Clifford's party was a dismal affair. The snack spread sat mostly untouched and the crowd's loyalties seemed torn between the screens showing election returns and the one behind the bar carrying the Brewer game. (The Brewers won.)
Several people offered laments. "I don't care if it's the trial lawyers or WMC, but when so much money is spent on a Supreme Court race, something is wrong," one lawyer told me. Another attendee, attorney Fred Wade, wondered if the fuss over Ziegler's ethical lapses in ignoring clear conflicts worked in her favor, by building name recognition in a low-turnout race. I've heard worse theories.
Just after 10 p.m., Clifford arrived. "It is what it is," she told the gathering. "I'm disappointed in the result [and] in the fact that judicial elections are now so dominated by money." She'll continue to fight for judicial independence and the need for high ethics: "The issues are bigger than me, bigger than this race."
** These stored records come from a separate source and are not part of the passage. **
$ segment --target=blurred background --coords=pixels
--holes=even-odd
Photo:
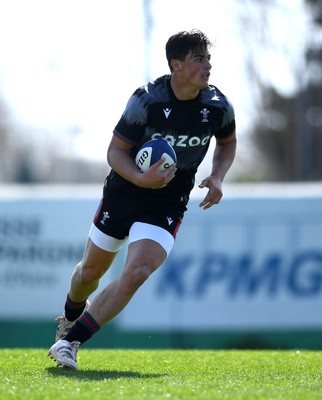
[[[193,28],[236,110],[230,180],[321,180],[321,1],[1,0],[0,181],[101,182],[126,101]]]
[[[204,31],[215,44],[210,81],[232,101],[239,137],[236,161],[226,180],[227,203],[222,209],[222,215],[229,219],[240,207],[235,220],[238,222],[227,225],[223,218],[221,225],[220,211],[214,212],[214,224],[219,218],[219,231],[227,226],[230,229],[223,235],[226,244],[223,239],[216,242],[216,232],[200,231],[210,239],[206,251],[217,246],[218,251],[239,259],[236,268],[241,274],[242,268],[250,265],[245,264],[245,249],[251,248],[252,257],[259,257],[261,273],[252,275],[249,290],[269,275],[267,265],[273,264],[275,271],[280,268],[282,276],[286,274],[282,258],[276,264],[276,252],[295,269],[304,259],[307,271],[299,279],[310,285],[304,285],[306,291],[302,288],[298,297],[294,292],[289,297],[281,293],[280,301],[284,299],[284,303],[277,301],[275,308],[269,309],[274,279],[279,275],[268,278],[273,280],[268,283],[271,291],[262,293],[266,302],[263,304],[263,298],[257,300],[264,307],[261,310],[272,313],[271,323],[262,321],[253,326],[245,320],[233,324],[235,311],[230,322],[207,324],[208,310],[204,321],[196,320],[195,325],[182,321],[175,326],[177,317],[172,316],[172,322],[168,317],[163,319],[163,326],[158,327],[157,321],[150,325],[142,321],[137,326],[131,322],[137,312],[134,308],[124,314],[125,322],[116,321],[110,328],[118,338],[123,332],[126,339],[118,342],[117,335],[110,335],[115,346],[132,347],[147,345],[146,337],[151,346],[161,346],[161,339],[151,339],[158,335],[163,335],[163,340],[171,338],[165,342],[167,346],[185,346],[184,332],[192,335],[191,347],[322,346],[321,311],[319,315],[312,311],[322,300],[321,0],[0,0],[0,345],[16,345],[17,327],[28,332],[40,324],[43,338],[49,337],[47,330],[54,329],[47,320],[60,312],[70,272],[81,257],[89,221],[108,173],[106,149],[114,126],[138,86],[169,72],[165,57],[169,36],[195,28]],[[197,182],[208,174],[211,153],[198,171]],[[194,193],[193,198],[201,195]],[[199,229],[195,221],[200,217],[194,216],[193,207],[194,203],[187,222],[189,233]],[[71,231],[67,228],[68,215],[73,222],[78,221]],[[279,221],[272,227],[276,216]],[[259,236],[262,232],[261,243],[255,243],[256,232]],[[184,249],[185,241],[190,239],[183,237],[180,240]],[[69,247],[59,244],[59,240],[65,244],[69,240]],[[47,246],[49,242],[51,247]],[[58,244],[55,247],[53,243]],[[40,250],[44,247],[47,258]],[[198,251],[196,248],[195,254]],[[182,254],[174,253],[174,258],[184,259]],[[24,262],[26,257],[28,262]],[[59,265],[59,270],[65,262],[66,276],[65,272],[59,279],[48,275],[48,264]],[[195,263],[191,268],[199,270],[199,261]],[[216,268],[210,280],[220,276]],[[39,272],[42,269],[47,271],[43,275]],[[27,275],[22,276],[21,271]],[[43,280],[37,281],[36,276]],[[287,279],[291,282],[293,278],[290,275]],[[43,292],[34,290],[37,282],[43,285]],[[175,281],[170,279],[170,286],[171,282],[174,285]],[[180,282],[176,284],[180,291]],[[234,286],[229,287],[231,291]],[[52,290],[52,296],[59,293],[59,304],[52,297],[52,303],[45,301],[41,311],[39,298],[48,297],[48,290]],[[208,304],[224,301],[221,290],[219,287],[221,298],[205,297]],[[145,295],[160,293],[153,295],[148,289]],[[18,305],[19,296],[29,299],[26,309]],[[138,309],[140,301],[146,304],[144,299],[138,299]],[[248,305],[236,300],[233,306],[235,310],[247,309],[257,300],[255,296]],[[169,310],[173,304],[168,304]],[[284,318],[283,314],[274,318],[276,310],[283,309],[281,304],[287,304],[287,315],[303,306],[303,315],[313,313],[312,318],[290,318],[289,326],[277,323]],[[182,297],[176,306],[183,310],[193,304]],[[147,313],[148,320],[152,317]],[[148,333],[151,326],[157,332],[154,336]],[[140,341],[142,335],[137,336],[137,332],[142,330],[144,339]],[[198,333],[193,336],[195,330]],[[230,337],[227,332],[232,338],[229,343],[224,341]],[[302,332],[308,338],[305,343],[299,339],[303,339]],[[283,339],[274,341],[276,334]],[[50,339],[38,338],[37,343],[47,346]],[[26,340],[25,345],[35,345],[35,341]],[[113,345],[103,339],[97,343]]]

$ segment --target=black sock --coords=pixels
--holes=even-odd
[[[74,342],[77,340],[80,343],[84,343],[100,329],[100,325],[88,313],[88,311],[85,311],[63,339],[68,342]]]
[[[67,295],[66,303],[65,303],[65,317],[68,321],[75,321],[78,317],[83,314],[84,308],[86,306],[86,300],[81,303],[75,303]]]

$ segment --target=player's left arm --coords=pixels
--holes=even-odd
[[[233,132],[227,138],[216,139],[211,174],[199,185],[200,188],[208,188],[206,197],[199,204],[204,210],[220,202],[223,196],[222,182],[234,161],[236,146],[236,132]]]

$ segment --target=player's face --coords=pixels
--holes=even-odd
[[[196,89],[203,89],[208,86],[211,70],[210,58],[208,51],[196,54],[190,52],[186,56],[181,63],[182,77],[184,77],[186,84],[192,85]]]

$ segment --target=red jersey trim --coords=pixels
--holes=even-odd
[[[134,142],[133,140],[130,140],[130,139],[126,138],[125,136],[123,136],[123,135],[121,135],[119,132],[117,132],[115,129],[114,129],[114,131],[113,131],[113,134],[114,134],[115,136],[117,136],[119,139],[123,140],[123,142],[126,142],[126,143],[128,143],[128,144],[131,144],[131,145],[133,145],[133,146],[137,144],[137,142]]]

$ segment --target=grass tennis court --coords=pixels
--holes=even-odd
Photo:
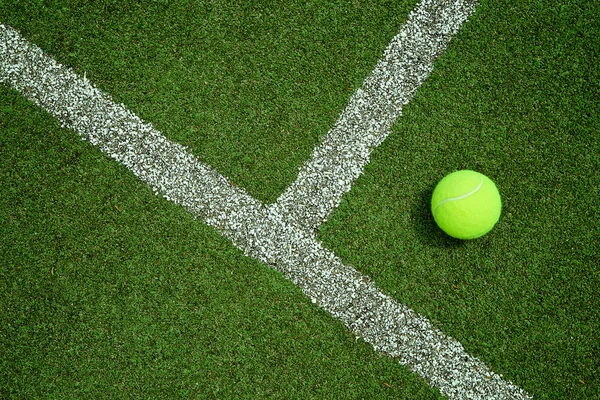
[[[4,0],[0,23],[270,203],[414,6]],[[599,14],[482,2],[319,233],[534,398],[600,397]],[[441,398],[5,85],[0,115],[0,397]],[[428,209],[462,168],[504,201],[472,242]]]

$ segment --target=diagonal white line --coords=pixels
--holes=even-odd
[[[377,351],[451,399],[530,396],[424,317],[383,294],[304,229],[264,207],[150,124],[0,24],[0,83],[20,91],[151,186],[280,271]]]
[[[423,0],[410,12],[363,86],[351,97],[296,181],[271,207],[316,230],[339,205],[433,63],[475,10],[476,0]]]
Afterward, Clifford was engulfed by a knot of reporters, with outstretched microphones and hand-held recorders. "How do you feel about tonight?" one TV reporter asked. "Life goes on," was part of her reply.
Then it was my turn. "Doesn't it tick you off?" I asked Clifford of the race. "Yes," she admitted. "I thought the negativity from my opponent was demeaning and juvenile. It appealed to the worst instincts among the voters."
Clifford agreed that Ziegler's tough-on-crime rhetoric played into misperceptions of what justices do (mainly civil law, for one thing). And the low turnout, she said diplomatically, "may have included voters who may not have been familiar with the role of the Supreme Court."
That was enough for my story, so I went home to write. Somebody's gotta tell it, I thought to myself.